Tout pouvoir, si incompréhensible qu’il paraisse, a sa raison d’être, son point de départ et d’appui. Celui qui s’incarne dans la personnalité peu recommandable de Richard Crocker n’est pas d’origine récente. Il faut remonter au commencement de ce siècle pour retrouver les premières montions de Tammany-Hall, qui portait, au début, le nom de « Comité démocratique républicain de la cité de New-York ».

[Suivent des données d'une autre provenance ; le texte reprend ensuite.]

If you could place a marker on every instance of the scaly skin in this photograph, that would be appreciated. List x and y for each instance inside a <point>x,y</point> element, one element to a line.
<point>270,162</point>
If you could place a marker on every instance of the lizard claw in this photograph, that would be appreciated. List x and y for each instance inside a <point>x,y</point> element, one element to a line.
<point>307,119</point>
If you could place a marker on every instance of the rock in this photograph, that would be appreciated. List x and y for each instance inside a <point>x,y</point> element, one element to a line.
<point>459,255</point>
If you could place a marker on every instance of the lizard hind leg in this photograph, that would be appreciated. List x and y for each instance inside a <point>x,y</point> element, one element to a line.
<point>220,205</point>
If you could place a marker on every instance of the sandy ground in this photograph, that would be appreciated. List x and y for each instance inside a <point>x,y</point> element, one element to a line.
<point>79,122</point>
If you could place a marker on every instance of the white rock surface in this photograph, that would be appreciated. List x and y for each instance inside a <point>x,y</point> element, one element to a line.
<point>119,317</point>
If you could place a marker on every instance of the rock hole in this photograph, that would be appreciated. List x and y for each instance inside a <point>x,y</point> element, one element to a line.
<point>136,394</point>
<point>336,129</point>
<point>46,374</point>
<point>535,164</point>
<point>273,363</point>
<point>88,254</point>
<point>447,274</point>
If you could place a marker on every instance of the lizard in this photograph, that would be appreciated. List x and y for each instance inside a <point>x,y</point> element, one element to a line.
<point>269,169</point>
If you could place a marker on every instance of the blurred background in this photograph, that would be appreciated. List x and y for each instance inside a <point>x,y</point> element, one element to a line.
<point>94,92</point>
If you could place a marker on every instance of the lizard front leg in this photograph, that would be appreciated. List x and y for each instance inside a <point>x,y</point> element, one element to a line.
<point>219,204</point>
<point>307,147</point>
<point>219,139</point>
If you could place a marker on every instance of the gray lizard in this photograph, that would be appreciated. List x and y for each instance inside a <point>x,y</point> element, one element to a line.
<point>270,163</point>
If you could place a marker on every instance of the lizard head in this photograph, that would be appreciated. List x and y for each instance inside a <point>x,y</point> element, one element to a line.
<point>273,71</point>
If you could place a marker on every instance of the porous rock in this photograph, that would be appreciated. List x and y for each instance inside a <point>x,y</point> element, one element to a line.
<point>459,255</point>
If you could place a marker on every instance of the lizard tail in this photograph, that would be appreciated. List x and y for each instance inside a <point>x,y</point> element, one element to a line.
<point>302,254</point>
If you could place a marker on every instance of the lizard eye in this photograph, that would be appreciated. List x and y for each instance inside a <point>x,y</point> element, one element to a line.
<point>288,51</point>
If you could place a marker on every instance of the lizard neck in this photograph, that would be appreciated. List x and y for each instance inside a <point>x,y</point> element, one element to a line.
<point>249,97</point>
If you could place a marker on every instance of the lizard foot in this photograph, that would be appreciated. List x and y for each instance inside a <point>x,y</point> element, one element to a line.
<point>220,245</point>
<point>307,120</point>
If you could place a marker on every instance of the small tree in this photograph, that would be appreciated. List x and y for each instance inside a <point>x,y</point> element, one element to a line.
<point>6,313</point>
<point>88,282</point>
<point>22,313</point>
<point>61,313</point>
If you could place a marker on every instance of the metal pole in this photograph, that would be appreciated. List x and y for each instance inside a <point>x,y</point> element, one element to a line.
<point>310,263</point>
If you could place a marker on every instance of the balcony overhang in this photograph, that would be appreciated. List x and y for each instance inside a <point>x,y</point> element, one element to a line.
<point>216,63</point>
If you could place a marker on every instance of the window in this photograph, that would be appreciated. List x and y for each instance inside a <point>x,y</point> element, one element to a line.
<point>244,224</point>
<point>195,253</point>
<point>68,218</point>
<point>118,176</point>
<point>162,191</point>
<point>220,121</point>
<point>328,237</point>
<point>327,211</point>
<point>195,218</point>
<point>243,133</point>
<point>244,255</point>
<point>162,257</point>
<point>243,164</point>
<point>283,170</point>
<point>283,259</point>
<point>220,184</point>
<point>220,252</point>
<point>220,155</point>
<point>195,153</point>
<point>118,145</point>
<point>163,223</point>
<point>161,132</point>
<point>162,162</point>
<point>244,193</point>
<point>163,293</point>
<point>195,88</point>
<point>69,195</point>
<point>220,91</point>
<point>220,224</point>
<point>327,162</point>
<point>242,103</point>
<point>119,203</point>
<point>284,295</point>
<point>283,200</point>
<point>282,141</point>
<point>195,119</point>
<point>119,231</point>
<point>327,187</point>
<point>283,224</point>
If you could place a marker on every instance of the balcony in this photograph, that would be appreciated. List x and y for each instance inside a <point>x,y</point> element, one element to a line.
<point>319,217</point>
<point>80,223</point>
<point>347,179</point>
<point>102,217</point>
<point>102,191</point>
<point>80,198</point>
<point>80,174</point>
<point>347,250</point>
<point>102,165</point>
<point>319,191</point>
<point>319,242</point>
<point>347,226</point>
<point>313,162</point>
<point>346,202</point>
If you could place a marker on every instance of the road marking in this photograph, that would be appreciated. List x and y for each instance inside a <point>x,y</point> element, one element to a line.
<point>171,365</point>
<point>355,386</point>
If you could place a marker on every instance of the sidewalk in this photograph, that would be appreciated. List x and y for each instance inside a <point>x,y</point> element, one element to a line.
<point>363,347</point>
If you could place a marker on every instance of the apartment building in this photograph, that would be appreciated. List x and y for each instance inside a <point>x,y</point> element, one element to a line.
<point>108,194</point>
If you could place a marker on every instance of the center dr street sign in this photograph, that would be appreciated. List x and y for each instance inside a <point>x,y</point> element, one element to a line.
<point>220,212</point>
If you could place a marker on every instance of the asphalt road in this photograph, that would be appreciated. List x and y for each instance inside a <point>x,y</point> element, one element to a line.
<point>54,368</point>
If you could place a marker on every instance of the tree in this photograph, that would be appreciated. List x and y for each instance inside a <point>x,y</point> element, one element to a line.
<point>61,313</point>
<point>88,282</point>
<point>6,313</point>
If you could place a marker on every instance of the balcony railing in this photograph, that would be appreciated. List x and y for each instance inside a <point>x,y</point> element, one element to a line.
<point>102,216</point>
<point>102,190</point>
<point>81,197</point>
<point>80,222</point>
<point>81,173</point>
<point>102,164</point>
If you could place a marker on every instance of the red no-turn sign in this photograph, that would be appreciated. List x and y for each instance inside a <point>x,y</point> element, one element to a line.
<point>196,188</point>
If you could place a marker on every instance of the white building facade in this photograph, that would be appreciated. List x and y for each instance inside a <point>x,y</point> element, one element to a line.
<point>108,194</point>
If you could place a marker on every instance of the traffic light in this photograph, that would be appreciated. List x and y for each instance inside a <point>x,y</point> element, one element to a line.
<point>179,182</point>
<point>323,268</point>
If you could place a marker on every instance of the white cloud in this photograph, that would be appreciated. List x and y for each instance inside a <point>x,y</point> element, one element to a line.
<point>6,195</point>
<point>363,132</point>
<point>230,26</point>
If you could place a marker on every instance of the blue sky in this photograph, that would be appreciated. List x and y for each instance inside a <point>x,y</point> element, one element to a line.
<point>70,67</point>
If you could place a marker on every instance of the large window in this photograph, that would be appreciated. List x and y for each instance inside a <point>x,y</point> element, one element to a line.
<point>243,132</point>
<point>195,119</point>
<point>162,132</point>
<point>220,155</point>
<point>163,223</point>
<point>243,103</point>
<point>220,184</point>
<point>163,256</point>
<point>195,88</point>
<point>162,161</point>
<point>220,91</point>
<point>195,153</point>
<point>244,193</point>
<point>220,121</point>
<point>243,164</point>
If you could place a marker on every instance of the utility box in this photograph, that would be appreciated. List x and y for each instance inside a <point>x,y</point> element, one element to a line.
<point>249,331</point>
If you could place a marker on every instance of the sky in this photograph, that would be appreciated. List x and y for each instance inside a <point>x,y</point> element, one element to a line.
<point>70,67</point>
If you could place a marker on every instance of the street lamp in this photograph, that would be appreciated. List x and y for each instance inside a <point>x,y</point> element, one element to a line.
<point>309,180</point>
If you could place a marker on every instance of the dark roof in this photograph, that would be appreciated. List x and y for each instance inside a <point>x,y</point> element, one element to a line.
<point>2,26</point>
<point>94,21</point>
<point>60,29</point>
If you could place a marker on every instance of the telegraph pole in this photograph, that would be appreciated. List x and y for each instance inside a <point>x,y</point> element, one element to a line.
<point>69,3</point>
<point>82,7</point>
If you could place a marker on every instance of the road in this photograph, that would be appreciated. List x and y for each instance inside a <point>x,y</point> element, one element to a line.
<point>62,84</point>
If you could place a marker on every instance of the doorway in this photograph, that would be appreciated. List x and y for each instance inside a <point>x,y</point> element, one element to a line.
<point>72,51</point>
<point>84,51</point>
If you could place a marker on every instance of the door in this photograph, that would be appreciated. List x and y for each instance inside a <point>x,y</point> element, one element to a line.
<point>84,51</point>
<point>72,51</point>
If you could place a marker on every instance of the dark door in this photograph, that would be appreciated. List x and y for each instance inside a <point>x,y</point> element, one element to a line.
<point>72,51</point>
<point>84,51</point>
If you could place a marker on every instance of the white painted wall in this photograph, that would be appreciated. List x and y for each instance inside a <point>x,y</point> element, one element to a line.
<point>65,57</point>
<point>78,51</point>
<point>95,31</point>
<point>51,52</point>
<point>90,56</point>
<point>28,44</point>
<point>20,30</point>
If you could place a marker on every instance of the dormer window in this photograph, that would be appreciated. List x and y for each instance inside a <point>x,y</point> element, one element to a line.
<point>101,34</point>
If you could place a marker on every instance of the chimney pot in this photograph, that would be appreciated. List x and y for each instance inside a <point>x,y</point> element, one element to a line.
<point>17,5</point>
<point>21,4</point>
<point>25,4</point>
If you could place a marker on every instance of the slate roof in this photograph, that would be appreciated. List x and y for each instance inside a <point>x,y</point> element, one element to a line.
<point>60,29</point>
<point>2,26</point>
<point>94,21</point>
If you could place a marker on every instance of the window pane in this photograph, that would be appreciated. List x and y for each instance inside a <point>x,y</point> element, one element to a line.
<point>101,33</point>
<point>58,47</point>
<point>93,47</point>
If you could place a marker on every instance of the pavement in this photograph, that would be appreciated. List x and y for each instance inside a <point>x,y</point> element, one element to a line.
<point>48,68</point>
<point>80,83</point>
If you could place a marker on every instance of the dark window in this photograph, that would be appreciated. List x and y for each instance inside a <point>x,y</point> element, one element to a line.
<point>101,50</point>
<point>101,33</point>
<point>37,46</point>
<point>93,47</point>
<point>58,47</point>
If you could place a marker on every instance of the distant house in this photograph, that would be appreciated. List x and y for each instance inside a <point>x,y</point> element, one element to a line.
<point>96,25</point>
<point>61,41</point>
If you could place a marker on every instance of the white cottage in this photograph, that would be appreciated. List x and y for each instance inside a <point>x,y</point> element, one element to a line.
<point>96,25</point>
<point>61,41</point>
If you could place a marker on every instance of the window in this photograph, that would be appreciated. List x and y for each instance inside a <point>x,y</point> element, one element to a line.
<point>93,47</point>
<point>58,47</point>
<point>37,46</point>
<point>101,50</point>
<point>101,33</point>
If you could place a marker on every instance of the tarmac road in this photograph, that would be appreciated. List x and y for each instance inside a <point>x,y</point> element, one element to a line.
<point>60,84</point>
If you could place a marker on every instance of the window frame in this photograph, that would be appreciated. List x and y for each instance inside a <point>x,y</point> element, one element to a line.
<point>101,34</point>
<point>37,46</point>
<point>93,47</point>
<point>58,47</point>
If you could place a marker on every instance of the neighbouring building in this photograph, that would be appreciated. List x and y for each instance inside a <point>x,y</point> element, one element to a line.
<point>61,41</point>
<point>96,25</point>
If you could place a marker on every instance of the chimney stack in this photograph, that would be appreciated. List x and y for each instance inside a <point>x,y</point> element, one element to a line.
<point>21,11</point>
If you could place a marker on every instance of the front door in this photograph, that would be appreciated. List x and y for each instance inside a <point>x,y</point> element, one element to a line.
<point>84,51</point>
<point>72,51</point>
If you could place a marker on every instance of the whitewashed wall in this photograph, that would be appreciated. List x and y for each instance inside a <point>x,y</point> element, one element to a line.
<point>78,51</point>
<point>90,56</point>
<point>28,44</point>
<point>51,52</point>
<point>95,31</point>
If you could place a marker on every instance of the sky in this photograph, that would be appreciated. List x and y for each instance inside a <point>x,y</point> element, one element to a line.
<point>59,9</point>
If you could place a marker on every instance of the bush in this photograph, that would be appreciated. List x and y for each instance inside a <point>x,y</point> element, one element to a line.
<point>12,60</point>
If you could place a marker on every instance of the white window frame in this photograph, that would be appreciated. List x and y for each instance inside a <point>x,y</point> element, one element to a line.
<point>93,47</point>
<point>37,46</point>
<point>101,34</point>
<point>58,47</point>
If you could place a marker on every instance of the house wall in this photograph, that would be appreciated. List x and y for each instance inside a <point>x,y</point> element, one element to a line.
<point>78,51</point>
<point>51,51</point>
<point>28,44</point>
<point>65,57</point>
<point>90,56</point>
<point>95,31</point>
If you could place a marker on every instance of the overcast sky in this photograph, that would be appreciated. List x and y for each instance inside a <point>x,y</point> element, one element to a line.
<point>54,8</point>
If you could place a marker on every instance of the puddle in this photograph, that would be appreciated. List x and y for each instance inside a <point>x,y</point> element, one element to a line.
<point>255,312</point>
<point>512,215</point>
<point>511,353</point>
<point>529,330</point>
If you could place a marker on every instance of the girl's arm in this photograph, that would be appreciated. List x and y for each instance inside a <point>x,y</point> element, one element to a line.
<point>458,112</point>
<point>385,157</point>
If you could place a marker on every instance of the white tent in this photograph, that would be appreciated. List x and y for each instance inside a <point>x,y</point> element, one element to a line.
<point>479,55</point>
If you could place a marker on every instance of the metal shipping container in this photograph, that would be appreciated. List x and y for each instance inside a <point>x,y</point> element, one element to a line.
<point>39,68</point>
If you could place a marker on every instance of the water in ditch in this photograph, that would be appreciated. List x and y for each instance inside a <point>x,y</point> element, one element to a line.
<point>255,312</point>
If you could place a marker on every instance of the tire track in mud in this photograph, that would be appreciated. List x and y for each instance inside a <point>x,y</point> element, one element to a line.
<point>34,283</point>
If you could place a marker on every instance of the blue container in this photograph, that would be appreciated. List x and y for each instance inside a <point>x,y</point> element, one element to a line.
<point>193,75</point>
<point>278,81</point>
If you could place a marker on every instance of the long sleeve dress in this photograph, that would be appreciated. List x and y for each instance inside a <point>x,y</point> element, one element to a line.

C’était alors, comme ce nom l’indiquait, un lieu de réunions publiques, un cercle politique, semblable à beaucoup d’autres, où se discutaient les questions d’intérêt général, où se formulaient les mots d’ordre et se posaient les candidatures. Il en fut ainsi pendant de longues années au cours desquelles, grâce à son organisation plus savante, à sa discipline plus rigoureuse et à la ferveur de ses adhérens, le comité démocratique étendit son influence, fortifiant et complétant ses moyens d’action, les amenant au degré de perfection qu’ils ont aujourd’hui, et, par la mobilisation de son personnel et la concentration de ses forces, mit aux mains de son président, ou Boss, les pouvoirs les plus étendus. Les Américains possèdent au plus haut degré le don d’organiser les associations politiques ; libres dans leur action, n’étant gênés par aucune loi restrictive, ils font rendre à ces sociétés, secrètes ou publiques, leur maximum d’effet. Nous avons eu, ici même[1], l’occasion de décrire en détail le mode de fonctionnement des comités généraux et locaux pendant la campagne présidentielle, au lendemain de laquelle ils se dissolvent pour se reconstituer quatre ans plus tard. On retrouvera, dans cette nouvelle étude sur l’organisation permanente et le fonctionnement continu de Tammany-Hall, la même fertilité de ressources et d’inventions, la même habileté à enserrer dans les mailles souples et résistantes d’un filet habilement tissé, tous les adhérens du parti, la même rigoureuse discipline et la même incomparable stratégie. L’examen du mécanisme et de ses rouages multiples expliquera le degré d’action que peut exercer et la place qu’occupe l’homme qui met en mouvement ce puissant engin, et comment il

  1. Voyez la Revue du 15 octobre 1892.